Active Directory and domain trust attacks¶

Active Directory is the identity and authorisation infrastructure for the vast majority of enterprise Windows environments. It controls authentication, policy, resource access, and group membership across every domain-joined system. Compromising domain-level identity infrastructure is therefore not one step in a chain but the end state that converts a foothold into persistent, organisation-wide access. AD attacks have become the dominant technique for converting initial access into complete domain compromise because the attack surface is large, the tooling is mature, and many defensive controls remain misconfigured or absent.

The identity graph¶

BloodHound models Active Directory as a graph where nodes are users, computers, groups, and organisational units, and edges are the relationships between them: membership, delegation, ACE permissions, session presence, and trust paths. The value of BloodHound is that it makes visible attack paths that are individually innocuous but collectively lead from a low-privileged user to domain admin.

Collecting BloodHound data requires domain credentials but not elevated privileges. The SharpHound collector, run as any authenticated domain user, queries LDAP for group memberships, ACEs, and GPO links, and queries the domain controllers for session and local admin information.

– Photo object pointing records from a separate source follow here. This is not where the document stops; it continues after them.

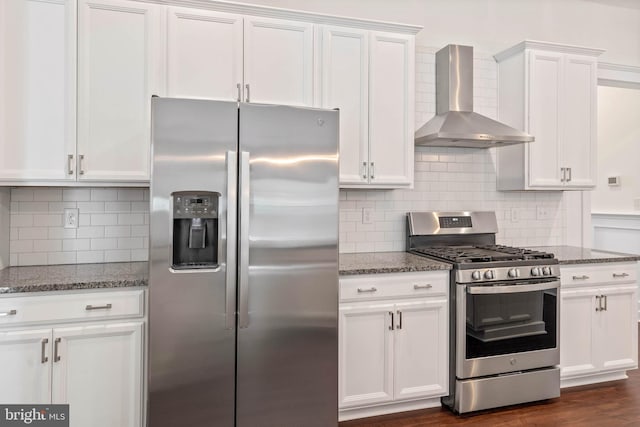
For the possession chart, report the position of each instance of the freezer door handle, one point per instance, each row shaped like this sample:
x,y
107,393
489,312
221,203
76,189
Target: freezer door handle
x,y
230,294
243,270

# From a domain-joined Windows host
. .\SharpHound.ps1
Invoke-BloodHound -CollectionMethod All -ZipFileName loot.zip

# From Linux with Impacket
bloodhound-python -u user -p password -d domain.local -ns <DC-IP> -c All

Kerberoasting¶

Service accounts in Active Directory are identified by Service Principal Names. Any authenticated domain user can request a Kerberos service ticket for any SPN. The ticket is encrypted with the service account’s NTLM hash. Kerberoasting extracts these tickets and submits them to offline cracking.

Service accounts with SPNs and weak passwords are extremely common in legacy AD environments. They frequently have elevated privileges because they need them for the services they run, and their passwords are often not rotated because rotation requires updating the service configuration. A Kerberoastable account that is a member of Domain Admins, Backup Operators, or any other sensitive group can translate directly into domain compromise if the password falls to a dictionary attack.

# Impacket
GetUserSPNs.py domain/user:password -request -outputfile hashes.txt

# Crack the hashes
hashcat -m 13100 hashes.txt /usr/share/wordlists/rockyou.txt

AS-REP roasting¶

If a domain account has Kerberos pre-authentication disabled, the domain controller will return an AS-REP encrypted with the account’s password hash to any unauthenticated requestor who knows the username. This AS-REP material can be cracked offline without ever authenticating to the domain.

The DONT_REQ_PREAUTH flag should never be set on administrative accounts, but it appears on service accounts and legacy accounts in many environments.

GetNPUsers.py domain/ -usersfile users.txt -format hashcat -no-pass
hashcat -m 18200 asrep_hashes.txt /usr/share/wordlists/rockyou.txt

Pass-the-hash and pass-the-ticket¶

Once NTLM hashes are obtained from any source, whether from SAM dumps, LSASS dumps via Mimikatz, or from captured NTLMv2 hashes that have been cracked, they can be used directly for authentication without knowing the plaintext password. NTLM authentication accepts the hash itself as the authentication credential; the protocol challenge-response only requires possession of the hash.

# Pass-the-hash with Impacket
smbexec.py -hashes :<NTLM-hash> domain/administrator@target
psexec.py -hashes :<NTLM-hash> domain/administrator@target

Kerberos tickets, once obtained from memory with Mimikatz or Rubeus, can be imported into the current session and used for authentication as the ticket’s owner. A TGT extracted from LSASS memory provides the same access as the user’s credentials for the duration of the ticket’s validity.

Domain escalation paths¶

The ACE-based privilege model in Active Directory means that many domain objects have extended rights that translate into credential recovery or privilege escalation. ForceChangePassword on a user account allows password reset without knowing the current password. GenericAll or GenericWrite on a computer object allows resource-based constrained delegation abuse. WriteOwner or WriteDACL on a group allows modification of its membership.

These paths are nearly invisible without BloodHound analysis and are the main reason that graph-based enumeration has replaced manual enumeration for AD assessments. The attacker’s objective is not to find a single vulnerability but to traverse the identity graph from their current node to a node with the target level of access.

Lateral movement through trust¶

Domain trusts extend authentication across forest boundaries. A user in a trusted domain can be granted access to resources in the trusting domain. The Golden Ticket attack, which requires the krbtgt hash, allows creation of forged Kerberos tickets with arbitrary group membership, including membership in groups from trusted forests. The attack chain from single DC compromise to cross-forest privilege escalation depends on the trust configuration and the group memberships present in each forest’s PAC validation logic.